Amazon.com Widgets

As featured on p. 218 of "Bloggers on the Bus," under the name "a MyDD blogger."

Tuesday, March 17, 2009

The Long Death March Of The Newspaper Industry

Today is the final printing of the Seattle Post-Intelligencer, which starting tomorrow will be a Web-only product. Sitting about 950 miles from Seattle, this means nothing to me, as any news in the Post-Intelligencer would be as available to me tomorrow as it was today. But that assumes all things being equal, and the same commitment on the part of the online product - and the same budget - for state and local journalism.

But The P-I, as it is called, will resemble a local Huffington Post more than a traditional newspaper, with a news staff of about 20 people rather than the 165 it had, and a site with mostly commentary, advice and links to other news sites, along with some original reporting.

Other newspapers have closed and many more are threatened. But the transition to an all-digital product for The P-I will be especially closely watched in an industry that is fast losing revenue and is casting around for a new economic model [...]

Hearst said it would offer severance packages to about 145 employees. Because the newspaper has had no business staff of its own, the new operation plans to hire more than 20 people in areas like ad sales.

Among the new columnists, Hearst said, will be Norm Rice, a former Seattle mayor; Maria L. Goodloe-Johnson, who heads the city’s public schools; John McKay, a former United States attorney; and two former governors.


Who knows, the region may benefit from a strong online presence like this. But the reach will be smaller, by design. Until broadband is universal, Web-only services necessarily leave many behind. The future is very uncertain.

Print media does much of society’s heavy journalistic lifting, from flooding the zone — covering every angle of a huge story — to the daily grind of attending the City Council meeting, just in case. This coverage creates benefits even for people who aren’t newspaper readers, because the work of print journalists is used by everyone from politicians to district attorneys to talk radio hosts to bloggers. The newspaper people often note that newspapers benefit society as a whole. This is true, but irrelevant to the problem at hand; “You’re gonna miss us when we’re gone!” has never been much of a business model. So who covers all that news if some significant fraction of the currently employed newspaper people lose their jobs?

I don’t know. Nobody knows. We’re collectively living through 1500, when it’s easier to see what’s broken than what will replace it. The internet turns 40 this fall. Access by the general public is less than half that age. Web use, as a normal part of life for a majority of the developed world, is less than half that age. We just got here. Even the revolutionaries can’t predict what will happen [...]

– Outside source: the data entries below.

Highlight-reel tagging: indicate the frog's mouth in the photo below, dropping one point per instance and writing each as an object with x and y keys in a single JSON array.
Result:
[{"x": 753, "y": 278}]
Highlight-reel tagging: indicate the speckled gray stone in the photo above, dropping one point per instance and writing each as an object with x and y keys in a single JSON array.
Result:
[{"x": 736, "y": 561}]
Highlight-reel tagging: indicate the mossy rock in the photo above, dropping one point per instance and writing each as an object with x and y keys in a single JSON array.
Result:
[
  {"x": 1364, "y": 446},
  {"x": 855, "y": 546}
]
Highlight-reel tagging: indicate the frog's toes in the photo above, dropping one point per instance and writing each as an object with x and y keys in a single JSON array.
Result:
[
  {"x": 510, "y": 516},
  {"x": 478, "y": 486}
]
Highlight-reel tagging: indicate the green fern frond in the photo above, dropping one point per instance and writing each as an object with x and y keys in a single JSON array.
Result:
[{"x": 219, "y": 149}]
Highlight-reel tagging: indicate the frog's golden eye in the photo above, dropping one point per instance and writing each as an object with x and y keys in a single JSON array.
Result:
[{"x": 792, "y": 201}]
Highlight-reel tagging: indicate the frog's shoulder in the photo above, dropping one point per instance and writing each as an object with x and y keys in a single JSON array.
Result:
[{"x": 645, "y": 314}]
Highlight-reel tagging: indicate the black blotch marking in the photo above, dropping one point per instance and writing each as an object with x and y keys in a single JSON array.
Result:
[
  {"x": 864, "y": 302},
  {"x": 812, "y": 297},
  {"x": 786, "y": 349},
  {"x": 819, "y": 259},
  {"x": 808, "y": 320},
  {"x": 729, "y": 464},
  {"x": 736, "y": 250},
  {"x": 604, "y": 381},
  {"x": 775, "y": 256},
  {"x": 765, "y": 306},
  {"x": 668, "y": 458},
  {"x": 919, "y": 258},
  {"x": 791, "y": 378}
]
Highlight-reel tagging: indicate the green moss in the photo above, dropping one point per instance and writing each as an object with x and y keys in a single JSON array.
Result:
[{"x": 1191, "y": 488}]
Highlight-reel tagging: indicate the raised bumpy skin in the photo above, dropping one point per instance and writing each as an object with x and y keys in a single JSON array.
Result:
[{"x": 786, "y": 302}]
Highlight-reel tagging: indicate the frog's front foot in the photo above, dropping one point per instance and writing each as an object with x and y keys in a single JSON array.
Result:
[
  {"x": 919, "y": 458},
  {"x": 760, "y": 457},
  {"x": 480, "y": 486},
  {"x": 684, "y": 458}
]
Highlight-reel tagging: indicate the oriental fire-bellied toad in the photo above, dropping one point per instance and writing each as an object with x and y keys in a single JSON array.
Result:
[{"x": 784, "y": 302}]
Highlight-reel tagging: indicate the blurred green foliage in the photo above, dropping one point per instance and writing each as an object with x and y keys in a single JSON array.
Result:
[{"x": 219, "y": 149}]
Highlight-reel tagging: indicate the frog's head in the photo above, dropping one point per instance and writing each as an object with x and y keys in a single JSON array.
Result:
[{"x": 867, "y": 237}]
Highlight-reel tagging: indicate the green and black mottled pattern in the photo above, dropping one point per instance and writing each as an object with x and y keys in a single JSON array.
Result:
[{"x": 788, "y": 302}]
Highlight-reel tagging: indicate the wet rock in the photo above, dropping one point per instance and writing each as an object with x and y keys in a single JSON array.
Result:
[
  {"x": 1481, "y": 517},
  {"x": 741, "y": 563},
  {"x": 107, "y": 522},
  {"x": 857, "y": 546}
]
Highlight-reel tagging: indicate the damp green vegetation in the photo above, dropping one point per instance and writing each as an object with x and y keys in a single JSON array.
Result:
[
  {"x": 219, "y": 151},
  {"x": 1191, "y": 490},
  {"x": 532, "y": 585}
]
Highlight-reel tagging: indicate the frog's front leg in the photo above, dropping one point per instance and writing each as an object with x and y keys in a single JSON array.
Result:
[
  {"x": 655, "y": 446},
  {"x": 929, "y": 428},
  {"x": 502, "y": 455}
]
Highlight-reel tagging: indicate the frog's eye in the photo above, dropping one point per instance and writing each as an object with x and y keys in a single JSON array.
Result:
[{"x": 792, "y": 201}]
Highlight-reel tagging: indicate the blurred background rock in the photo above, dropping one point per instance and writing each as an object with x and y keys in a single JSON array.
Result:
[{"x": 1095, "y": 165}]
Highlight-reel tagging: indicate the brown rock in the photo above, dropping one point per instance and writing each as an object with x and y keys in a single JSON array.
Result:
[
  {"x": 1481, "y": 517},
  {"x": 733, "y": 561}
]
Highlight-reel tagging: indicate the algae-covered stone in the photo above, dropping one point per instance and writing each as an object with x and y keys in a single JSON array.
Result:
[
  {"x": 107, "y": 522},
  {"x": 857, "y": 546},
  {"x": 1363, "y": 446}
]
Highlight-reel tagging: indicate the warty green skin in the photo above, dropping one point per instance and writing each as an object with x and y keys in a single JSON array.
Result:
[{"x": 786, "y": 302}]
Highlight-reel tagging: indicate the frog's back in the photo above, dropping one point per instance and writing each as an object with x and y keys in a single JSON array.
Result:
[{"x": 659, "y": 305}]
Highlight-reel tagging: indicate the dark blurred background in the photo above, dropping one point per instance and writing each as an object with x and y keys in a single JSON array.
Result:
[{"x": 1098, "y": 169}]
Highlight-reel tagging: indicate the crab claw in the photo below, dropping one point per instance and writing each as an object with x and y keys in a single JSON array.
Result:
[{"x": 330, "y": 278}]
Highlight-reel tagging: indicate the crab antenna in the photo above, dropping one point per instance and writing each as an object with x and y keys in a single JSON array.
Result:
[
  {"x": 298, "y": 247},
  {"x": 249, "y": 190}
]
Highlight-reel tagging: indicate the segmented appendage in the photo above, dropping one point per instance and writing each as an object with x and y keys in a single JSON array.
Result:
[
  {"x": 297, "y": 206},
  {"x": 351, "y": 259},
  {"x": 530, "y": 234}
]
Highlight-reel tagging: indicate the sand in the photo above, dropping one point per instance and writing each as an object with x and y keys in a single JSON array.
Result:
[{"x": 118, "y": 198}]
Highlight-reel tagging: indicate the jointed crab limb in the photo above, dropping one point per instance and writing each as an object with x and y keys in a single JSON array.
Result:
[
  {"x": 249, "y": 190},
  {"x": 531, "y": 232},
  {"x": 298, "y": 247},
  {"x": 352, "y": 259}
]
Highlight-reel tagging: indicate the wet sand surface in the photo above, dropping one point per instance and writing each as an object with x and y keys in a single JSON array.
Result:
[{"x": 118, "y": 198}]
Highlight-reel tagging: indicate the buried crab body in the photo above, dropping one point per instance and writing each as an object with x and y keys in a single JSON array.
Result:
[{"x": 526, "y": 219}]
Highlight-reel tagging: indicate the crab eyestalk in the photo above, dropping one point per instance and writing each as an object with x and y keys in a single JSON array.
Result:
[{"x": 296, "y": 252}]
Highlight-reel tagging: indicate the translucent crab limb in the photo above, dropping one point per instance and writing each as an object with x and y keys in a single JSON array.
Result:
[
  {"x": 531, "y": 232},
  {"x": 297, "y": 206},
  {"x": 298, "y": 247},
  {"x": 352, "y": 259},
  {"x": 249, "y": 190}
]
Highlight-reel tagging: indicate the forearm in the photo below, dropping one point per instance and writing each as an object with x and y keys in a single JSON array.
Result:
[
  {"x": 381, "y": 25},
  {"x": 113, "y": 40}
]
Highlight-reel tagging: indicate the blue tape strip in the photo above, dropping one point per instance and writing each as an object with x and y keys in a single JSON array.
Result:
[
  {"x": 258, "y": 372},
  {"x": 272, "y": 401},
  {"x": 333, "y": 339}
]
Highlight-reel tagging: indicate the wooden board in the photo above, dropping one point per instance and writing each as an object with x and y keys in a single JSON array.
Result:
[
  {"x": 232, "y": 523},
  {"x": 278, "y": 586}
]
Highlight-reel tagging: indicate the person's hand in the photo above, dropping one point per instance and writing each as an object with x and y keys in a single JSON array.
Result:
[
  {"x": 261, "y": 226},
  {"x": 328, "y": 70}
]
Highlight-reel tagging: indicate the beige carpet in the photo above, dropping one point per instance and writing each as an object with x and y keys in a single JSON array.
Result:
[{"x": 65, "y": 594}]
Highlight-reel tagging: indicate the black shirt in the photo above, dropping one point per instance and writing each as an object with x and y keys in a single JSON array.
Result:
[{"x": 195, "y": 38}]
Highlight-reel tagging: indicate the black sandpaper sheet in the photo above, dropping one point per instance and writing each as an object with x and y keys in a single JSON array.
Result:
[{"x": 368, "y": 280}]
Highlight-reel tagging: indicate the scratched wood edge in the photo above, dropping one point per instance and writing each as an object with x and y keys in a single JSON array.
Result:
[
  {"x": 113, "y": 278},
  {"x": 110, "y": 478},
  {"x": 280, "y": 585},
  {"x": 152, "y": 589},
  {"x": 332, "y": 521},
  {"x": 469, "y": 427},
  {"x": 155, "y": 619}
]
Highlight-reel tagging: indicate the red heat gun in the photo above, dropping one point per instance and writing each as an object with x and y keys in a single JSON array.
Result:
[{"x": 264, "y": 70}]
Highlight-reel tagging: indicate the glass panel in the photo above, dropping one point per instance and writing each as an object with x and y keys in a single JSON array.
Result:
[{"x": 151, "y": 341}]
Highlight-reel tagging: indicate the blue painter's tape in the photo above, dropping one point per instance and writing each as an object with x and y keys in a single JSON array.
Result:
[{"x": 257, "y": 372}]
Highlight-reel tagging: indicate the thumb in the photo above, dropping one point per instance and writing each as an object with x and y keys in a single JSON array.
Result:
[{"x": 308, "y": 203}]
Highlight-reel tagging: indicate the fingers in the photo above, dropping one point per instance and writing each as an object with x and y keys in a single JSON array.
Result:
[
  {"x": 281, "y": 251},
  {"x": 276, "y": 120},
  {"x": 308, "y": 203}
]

Society doesn’t need newspapers. What we need is journalism. For a century, the imperatives to strengthen journalism and to strengthen newspapers have been so tightly wound as to be indistinguishable. That’s been a fine accident to have, but when that accident stops, as it is stopping before our eyes, we’re going to need lots of other ways to strengthen journalism instead.

When we shift our attention from ’save newspapers’ to ’save society’, the imperative changes from ‘preserve the current institutions’ to ‘do whatever works.’ And what works today isn’t the same as what used to work.


I don't think that clinging to the past will be a worthwhile solution here. There is a market for journalism, but not a market that is profitable, at least for all but a few outlets. There has arguably never been a profitable market for local journalism; its appearance alongside the news people wanted to read, like sports and the movie listings and national coverage, served the function of keeping local government honest and exposing corruption and malfeasance. Like Dana Goldstein I hope that marketers will switch over to fund Web journalism at some point and sustain the institution. However:

But even if that's true, we are entering a long, dry spell in which reporting resources will shrink at most publications once dependent on print revenues. Now matter how much of an Internet triumphalist you are, this is cause for serious concern -- especially at the local level, where small newspapers serve as watchdogs over police, school boards, town councils, and the like [...]

I have every confidence that in a democracy and market as vibrant as ours, web publications will spring up to fill the void. But that will take time. And we will also lose newspapers' role as the trainers of young journalists. I know I benefited greatly from the daily paper internship racket. I worked at The Journal News in New York's northern suburbs, and was taught there how to copy-edit, write a lead, and churn out five stories a week. All skills crucial to blogging.


What is most troubling is not that the financiers of journalism have yet to make the online side profitable (even the Politico loses money, except for its print edition in DC), but that in that arduous process, the well-balanced civic diet will get thrown away in favor of the junk food of three-year election cycles and daily tracking polls. A functioning society needs the full spectrum of journalism - just look at California as an example of what happens without it.